LIBERTÉ D’EXPRESSION
Des journalistes et des organes de presse indépendants qui travaillaient sur le crime organisé et la corruption ont cette année encore été la cible de menaces, d’actes de harcèlement et de campagnes de dénigrement. Des représentant·e·s des pouvoirs publics et des entreprises ont engagé de nombreuses procédures-bâillons contre des journalistes et des reporters.
En mars, une compagnie d’assurances a intenté une action en diffamation contre le site web d’information indépendant Mediapool. Elle réclamait une indemnisation record d’un million de levas (500 000 euros) de dommages et intérêts, ce qui pouvait conduire le site à la faillite.

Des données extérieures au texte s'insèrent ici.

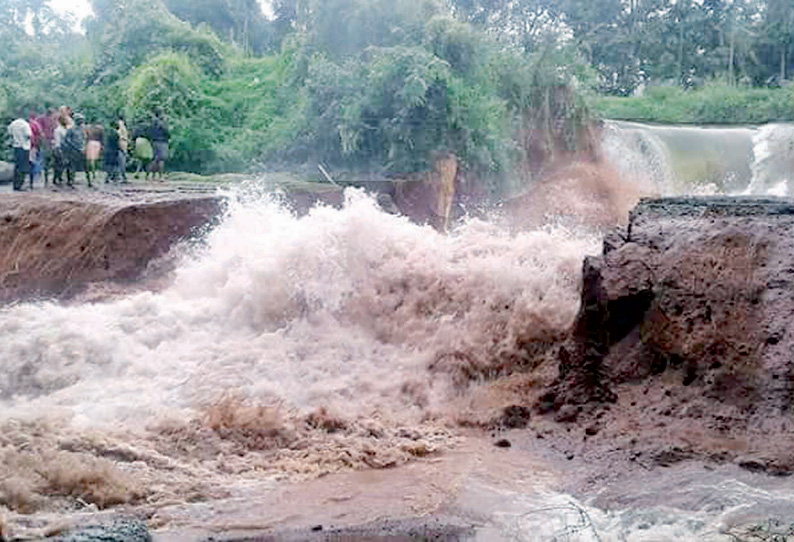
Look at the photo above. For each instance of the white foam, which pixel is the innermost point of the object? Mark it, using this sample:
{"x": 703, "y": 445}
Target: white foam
{"x": 340, "y": 308}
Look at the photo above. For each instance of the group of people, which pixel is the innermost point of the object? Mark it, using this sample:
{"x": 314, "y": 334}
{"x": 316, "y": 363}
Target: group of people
{"x": 61, "y": 141}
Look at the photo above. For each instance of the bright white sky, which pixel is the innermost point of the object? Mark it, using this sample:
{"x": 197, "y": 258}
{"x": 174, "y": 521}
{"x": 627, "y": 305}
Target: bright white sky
{"x": 81, "y": 9}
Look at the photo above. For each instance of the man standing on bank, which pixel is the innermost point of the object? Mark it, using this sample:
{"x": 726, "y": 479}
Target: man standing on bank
{"x": 21, "y": 134}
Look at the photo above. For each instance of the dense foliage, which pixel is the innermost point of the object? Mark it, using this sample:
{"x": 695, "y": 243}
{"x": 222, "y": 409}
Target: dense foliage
{"x": 386, "y": 85}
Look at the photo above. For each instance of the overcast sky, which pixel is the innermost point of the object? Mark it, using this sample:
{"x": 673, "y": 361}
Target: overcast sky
{"x": 82, "y": 8}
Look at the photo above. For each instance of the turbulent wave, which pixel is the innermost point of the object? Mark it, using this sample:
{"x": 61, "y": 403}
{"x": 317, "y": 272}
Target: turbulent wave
{"x": 285, "y": 344}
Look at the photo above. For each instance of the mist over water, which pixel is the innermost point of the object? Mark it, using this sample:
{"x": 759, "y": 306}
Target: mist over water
{"x": 693, "y": 160}
{"x": 336, "y": 308}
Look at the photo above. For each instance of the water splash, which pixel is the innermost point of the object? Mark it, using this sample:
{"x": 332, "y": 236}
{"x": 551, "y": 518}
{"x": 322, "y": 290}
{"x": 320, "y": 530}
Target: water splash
{"x": 323, "y": 328}
{"x": 773, "y": 146}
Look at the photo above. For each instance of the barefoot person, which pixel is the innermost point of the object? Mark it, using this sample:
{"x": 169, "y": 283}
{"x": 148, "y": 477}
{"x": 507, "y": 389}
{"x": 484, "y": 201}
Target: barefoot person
{"x": 73, "y": 148}
{"x": 94, "y": 136}
{"x": 159, "y": 136}
{"x": 124, "y": 143}
{"x": 21, "y": 134}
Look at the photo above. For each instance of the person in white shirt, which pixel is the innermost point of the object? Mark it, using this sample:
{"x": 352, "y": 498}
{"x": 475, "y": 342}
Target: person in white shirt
{"x": 20, "y": 133}
{"x": 57, "y": 149}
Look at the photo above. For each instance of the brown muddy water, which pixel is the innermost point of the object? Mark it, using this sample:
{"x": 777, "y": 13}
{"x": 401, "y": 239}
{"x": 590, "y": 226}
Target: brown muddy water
{"x": 334, "y": 370}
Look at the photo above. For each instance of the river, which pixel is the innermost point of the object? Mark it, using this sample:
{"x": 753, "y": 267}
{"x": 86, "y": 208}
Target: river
{"x": 291, "y": 359}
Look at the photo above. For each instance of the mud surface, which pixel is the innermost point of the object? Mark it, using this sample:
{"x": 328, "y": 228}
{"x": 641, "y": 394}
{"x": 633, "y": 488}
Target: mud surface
{"x": 682, "y": 348}
{"x": 57, "y": 245}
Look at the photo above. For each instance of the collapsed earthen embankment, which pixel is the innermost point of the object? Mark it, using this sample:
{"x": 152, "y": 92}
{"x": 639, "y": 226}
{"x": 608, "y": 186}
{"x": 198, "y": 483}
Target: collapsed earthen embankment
{"x": 54, "y": 246}
{"x": 684, "y": 344}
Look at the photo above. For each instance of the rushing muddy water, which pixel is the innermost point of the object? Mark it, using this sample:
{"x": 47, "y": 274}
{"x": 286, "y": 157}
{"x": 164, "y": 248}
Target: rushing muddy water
{"x": 284, "y": 349}
{"x": 284, "y": 346}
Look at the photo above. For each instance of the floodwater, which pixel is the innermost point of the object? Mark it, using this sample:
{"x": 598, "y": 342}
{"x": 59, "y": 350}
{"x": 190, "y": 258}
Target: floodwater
{"x": 318, "y": 370}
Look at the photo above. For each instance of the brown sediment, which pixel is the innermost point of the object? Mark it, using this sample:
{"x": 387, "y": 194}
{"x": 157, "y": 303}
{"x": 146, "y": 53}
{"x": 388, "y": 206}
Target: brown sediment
{"x": 682, "y": 348}
{"x": 56, "y": 246}
{"x": 589, "y": 194}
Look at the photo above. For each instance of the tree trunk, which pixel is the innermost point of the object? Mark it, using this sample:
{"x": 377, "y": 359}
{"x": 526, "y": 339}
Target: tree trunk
{"x": 680, "y": 50}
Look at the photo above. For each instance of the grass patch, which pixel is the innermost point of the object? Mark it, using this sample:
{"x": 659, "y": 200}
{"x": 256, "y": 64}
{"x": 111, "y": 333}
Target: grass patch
{"x": 712, "y": 104}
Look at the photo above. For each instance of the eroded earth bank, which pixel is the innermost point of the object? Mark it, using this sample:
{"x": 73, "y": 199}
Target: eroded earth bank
{"x": 210, "y": 364}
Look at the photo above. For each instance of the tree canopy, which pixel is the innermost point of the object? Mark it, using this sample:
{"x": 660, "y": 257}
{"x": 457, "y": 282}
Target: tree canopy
{"x": 381, "y": 85}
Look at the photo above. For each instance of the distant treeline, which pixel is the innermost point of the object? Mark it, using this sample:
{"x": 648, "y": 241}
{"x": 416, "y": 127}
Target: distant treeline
{"x": 380, "y": 85}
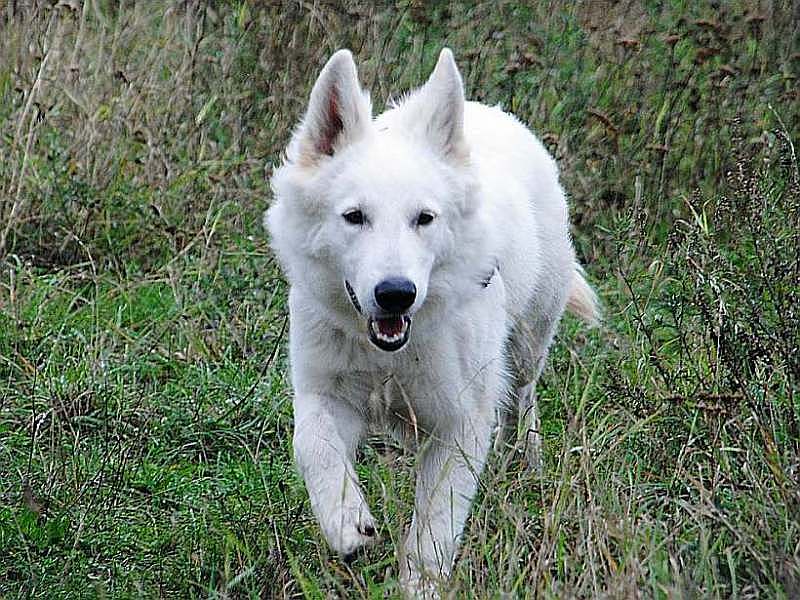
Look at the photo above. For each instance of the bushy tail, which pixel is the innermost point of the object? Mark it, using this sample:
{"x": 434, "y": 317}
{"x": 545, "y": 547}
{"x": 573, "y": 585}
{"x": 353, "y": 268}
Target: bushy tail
{"x": 582, "y": 301}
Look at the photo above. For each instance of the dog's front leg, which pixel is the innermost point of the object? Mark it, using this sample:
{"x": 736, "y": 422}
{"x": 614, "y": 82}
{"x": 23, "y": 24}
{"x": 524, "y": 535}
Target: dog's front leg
{"x": 326, "y": 435}
{"x": 451, "y": 464}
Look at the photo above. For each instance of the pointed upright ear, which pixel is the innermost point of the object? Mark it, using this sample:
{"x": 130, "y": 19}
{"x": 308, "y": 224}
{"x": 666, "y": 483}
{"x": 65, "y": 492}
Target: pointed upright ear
{"x": 339, "y": 112}
{"x": 440, "y": 108}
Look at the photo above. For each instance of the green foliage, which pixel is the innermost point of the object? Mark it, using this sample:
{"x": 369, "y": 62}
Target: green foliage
{"x": 145, "y": 418}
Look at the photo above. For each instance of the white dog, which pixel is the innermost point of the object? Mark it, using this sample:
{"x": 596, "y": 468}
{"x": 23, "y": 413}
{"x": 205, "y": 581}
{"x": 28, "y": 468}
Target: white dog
{"x": 430, "y": 261}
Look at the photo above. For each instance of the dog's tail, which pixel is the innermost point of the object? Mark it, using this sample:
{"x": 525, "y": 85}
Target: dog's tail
{"x": 582, "y": 301}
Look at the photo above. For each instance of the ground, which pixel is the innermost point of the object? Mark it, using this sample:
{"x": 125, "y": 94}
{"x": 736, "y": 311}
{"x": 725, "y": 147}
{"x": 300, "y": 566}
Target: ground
{"x": 145, "y": 415}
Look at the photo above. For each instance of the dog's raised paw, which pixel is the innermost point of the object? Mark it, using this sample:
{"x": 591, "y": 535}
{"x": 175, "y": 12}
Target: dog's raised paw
{"x": 351, "y": 529}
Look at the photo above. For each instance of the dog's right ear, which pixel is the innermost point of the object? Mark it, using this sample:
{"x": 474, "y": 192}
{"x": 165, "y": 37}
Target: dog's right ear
{"x": 339, "y": 111}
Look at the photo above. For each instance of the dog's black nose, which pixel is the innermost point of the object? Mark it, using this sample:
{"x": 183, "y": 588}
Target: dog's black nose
{"x": 395, "y": 294}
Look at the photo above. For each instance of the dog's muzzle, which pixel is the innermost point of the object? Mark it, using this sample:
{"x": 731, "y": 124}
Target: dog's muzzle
{"x": 387, "y": 332}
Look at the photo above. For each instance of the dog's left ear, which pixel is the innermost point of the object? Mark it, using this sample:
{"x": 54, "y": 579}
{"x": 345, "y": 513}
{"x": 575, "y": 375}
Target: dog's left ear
{"x": 440, "y": 108}
{"x": 339, "y": 111}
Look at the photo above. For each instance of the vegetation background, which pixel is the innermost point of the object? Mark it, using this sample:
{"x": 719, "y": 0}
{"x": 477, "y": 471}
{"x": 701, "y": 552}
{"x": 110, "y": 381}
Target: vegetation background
{"x": 145, "y": 421}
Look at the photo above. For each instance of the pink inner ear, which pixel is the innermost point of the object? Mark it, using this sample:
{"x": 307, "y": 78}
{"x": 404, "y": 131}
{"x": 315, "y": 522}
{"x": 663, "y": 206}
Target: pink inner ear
{"x": 332, "y": 125}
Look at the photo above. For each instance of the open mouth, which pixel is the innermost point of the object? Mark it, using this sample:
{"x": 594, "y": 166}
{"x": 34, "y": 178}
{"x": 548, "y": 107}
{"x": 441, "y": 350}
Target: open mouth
{"x": 389, "y": 333}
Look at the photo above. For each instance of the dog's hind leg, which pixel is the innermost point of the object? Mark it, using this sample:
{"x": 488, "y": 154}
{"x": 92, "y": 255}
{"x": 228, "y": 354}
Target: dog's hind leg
{"x": 530, "y": 345}
{"x": 529, "y": 433}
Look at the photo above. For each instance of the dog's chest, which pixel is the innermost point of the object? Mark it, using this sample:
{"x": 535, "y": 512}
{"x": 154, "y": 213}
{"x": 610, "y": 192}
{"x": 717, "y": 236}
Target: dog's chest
{"x": 397, "y": 400}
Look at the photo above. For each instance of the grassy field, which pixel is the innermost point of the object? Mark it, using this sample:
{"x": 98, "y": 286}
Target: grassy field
{"x": 145, "y": 414}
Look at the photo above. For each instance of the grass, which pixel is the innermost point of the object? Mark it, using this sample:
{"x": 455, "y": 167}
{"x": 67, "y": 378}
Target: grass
{"x": 145, "y": 414}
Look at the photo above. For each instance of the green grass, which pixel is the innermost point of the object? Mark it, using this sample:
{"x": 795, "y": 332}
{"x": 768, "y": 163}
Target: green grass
{"x": 145, "y": 407}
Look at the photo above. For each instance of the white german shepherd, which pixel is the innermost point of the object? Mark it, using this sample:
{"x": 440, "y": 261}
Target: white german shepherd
{"x": 429, "y": 258}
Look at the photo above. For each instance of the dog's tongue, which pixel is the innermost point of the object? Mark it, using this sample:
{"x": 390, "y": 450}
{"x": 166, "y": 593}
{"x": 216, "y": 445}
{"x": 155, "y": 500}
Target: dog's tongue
{"x": 390, "y": 326}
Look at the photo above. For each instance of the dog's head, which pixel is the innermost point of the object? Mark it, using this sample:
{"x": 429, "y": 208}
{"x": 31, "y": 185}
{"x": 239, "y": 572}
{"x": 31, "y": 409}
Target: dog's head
{"x": 371, "y": 211}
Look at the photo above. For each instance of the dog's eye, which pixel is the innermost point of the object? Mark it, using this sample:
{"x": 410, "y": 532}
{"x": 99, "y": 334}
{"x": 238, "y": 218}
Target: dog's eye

En avril, le ministère public de la ville de Sofia a publié des copies d’écran d’une conversation privée entre un journaliste et l’une de ses sources. L’organisation Media Freedom Rapid Response a qualifié cela d’« atteinte alarmante au secret des sources ». Toujours en avril, les journalistes Dimitar Stoïanov, Atanas Tchobanov et Nikolaï Martchenko ont été la cible de six actions en justice pour diffamation pour avoir révélé les liens entre un homme réputé être un baron de la drogue et des fonctionnaires de la police bulgare. Plusieurs associations de défense de la presse ont condamné publiquement des « actions en justice abusives engagées en représailles » contre ces journalistes.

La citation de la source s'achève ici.